Thomas Ashe was released from jail in June 1917 under the general amnesty which was given to republican prisoners. Upon release, Ashe returned to Ireland and began a series of speaking engagements. In August 1917, Ashe was arrested and charged with sedition for a speech that he made in Ballinalee, County Longford where Michael Collins had also been speaking. He went on the run but was captured in Dublin and detained at the Curragh but was then transferred to Mountjoy Prison in Dublin.

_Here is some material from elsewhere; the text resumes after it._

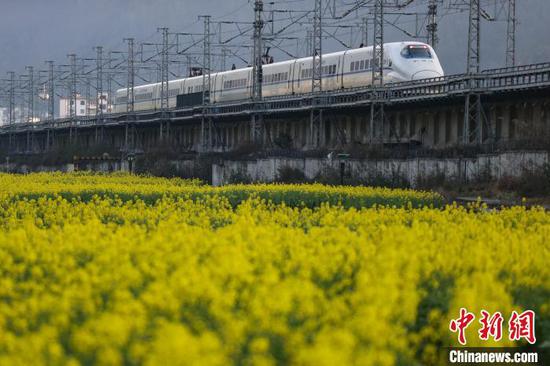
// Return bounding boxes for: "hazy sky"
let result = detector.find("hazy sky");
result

He was convicted and sentenced to two years hard labour. Ashe and other prisoners, including other Kerrymen Fionán Lynch and Austin Stack, demanded prisoner of war status. As this protest evolved Ashe again went on hunger strike on 20 September 1917. As this was a breach of prison discipline the authorities retaliated by taking away the prisoners’ beds, bedding and boots. After five or six days lying on a cold stone floor the prisoners were subjected to forcible feeding. On 25 September, Fionan Lynch saw Ashe being carried away to receive this treatment and called out to him: ‘ Stick it Tom boy’. Ashe called back ‘I’ll stick it, Fin’. That was the last time they spoke to each other. Ashe was carried back, blue in the face and unconscious. He was removed to the Mater Misericordiae Hospital (which actually faces the prison) where he died within a few hours. “Tom Ashe’s body lay in state in the hospital morgue, dressed in his Volunteer Republican uniform, and 30,000 mourners filed by.
At the inquest into his death, the jury condemned the staff at the prison for the “inhuman and dangerous operation performed on the prisoner, and other acts of unfeeling and barbaric conduct”.
The death of Thomas Ashe and the subsequent funeral procession had a striking effect on the attitude of the Irish people and became a rallying call to the standard of the Irish Republic. Though not on the scale of O’Donovan Rossa’s funeral two years previous, the military aspect of the funeral proved that the Irish Volunteers were well on their way to being restored to pre-1916 levels. Thomas Ashe’s remains lay in state in Dublin’s City Hall before a funeral procession of over 30,000 marched to Glasnevin Cemetery  on 30 September 1917. Michael Collins delivered the funeral eulogy in Irish and English, following the firing of a volley by uniformed Irish Volunteers. The English eulogy being ” nothing additional remains to be said. That volley which we have just heard is the only speech which is proper to make above the grave of a dead Fenian”.
He was related to American actor Gregory Peck.